Foul tip: South side slaughter, on to KC

The trouble with the weekend series in Chicago wasn't the sweep for the Chox. It was that the play by the Twinkies was so flat that it was hard to watch.

For the record, Brad Radke's streak of giving up home runs within the first three innings remains in tact; he did so against the Angels last week and again in Chicago on Saturday. It's the one preseason prognistication I made that has been right so far.

And I wish it weren't true, but his season has been especially vexing, even by the low standards of Bradke ball. True, the entire starting rotation has been a flop (though I'm not ready to give up on relievers like Jesse Crain and Juan Rincon), but it's clear that whatever quiet powers Radke has possessed are waning.

For instance, on Saturday night, FSN's Dick Bremer wondered aloud how disconcerting it was that Radke's fastball was at times clocking in the mid-80s. Bert Blyleven's insightful reaction? "I'm sure he's throwing as hard as he can," the Dutchman deflected.

On paper, pitching is really all this team has; on the field, the Twins will soon be out of any kind of contention before the hurlers get their act together.

And when the highlight of the week is a home run off J.C. Romero, you know things ain't right.

Other notes of distress:

1) The flailings and failings of Hunter and Morneau. The batting averages are embarrassing for the heart of any lineup (.229 and .215, respectively), though one could almost forgive that by looking at the RBIs for the not-so-fearsome twosome (13 and 14).

But that would be to ignore how impatient and foolish each has looked at the plate. Neither player is capable of working a count or getting on base with any kind of consistency. Hunter has five walks versus 17 strikeouts in 70 at-bats; Morneau has four BOBs and 18 Ks in 65 official trips to the plate.

Hunter, especially, seems to be receiving his swing selection telepathically from Jacque Jones in Chicago.

2. That old dog Sierra. I've been holding out hope that Ruben Sierra would be a Don Baylor-like acquisition for this year's Twinks, but now I'm not so sure. Initially, I thought Sierra would spell Morneau in the field once in a while, but apparently Sierra didn't take to first base. (Although putting Michael Cuddyer there, as the Ron Gardenhire did Friday, didn't seem to present any real problems.)

More than that, I didn't figure in how much his age would make him injury prone. The Twins had to play Rondell White in left in lieu of Shannon Stewart all weekend; the result was that Sierra's stint as a regular DH proved that his body won't allow for such a role.

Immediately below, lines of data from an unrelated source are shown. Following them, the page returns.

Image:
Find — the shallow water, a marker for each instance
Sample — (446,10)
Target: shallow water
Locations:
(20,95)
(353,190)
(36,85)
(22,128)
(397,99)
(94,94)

3. Morneau's mitt. One surprising bright spot has been how comfortable Morneau looks in the field. He won't be picking up any Gold Gloves anytime soon, and he'll probably never be the vacuum that Kent Hrbek was. But his play thus far has been solid, with some flashes of grace and smarts. It's enough to make a Twins fan forget about Doug Mientkiewicz--if Dougie Baseball weren't hitting 50 points higher than the kid right now.

Not to compare the two--Justin's the future, right?--but there will be some head-to-head going on this week as the Twins take on the Royals in KC. If Minnesota isn't within one game of .500 going into the weekend series in Detroit, it's time for this team to offically aim lower. Much lower.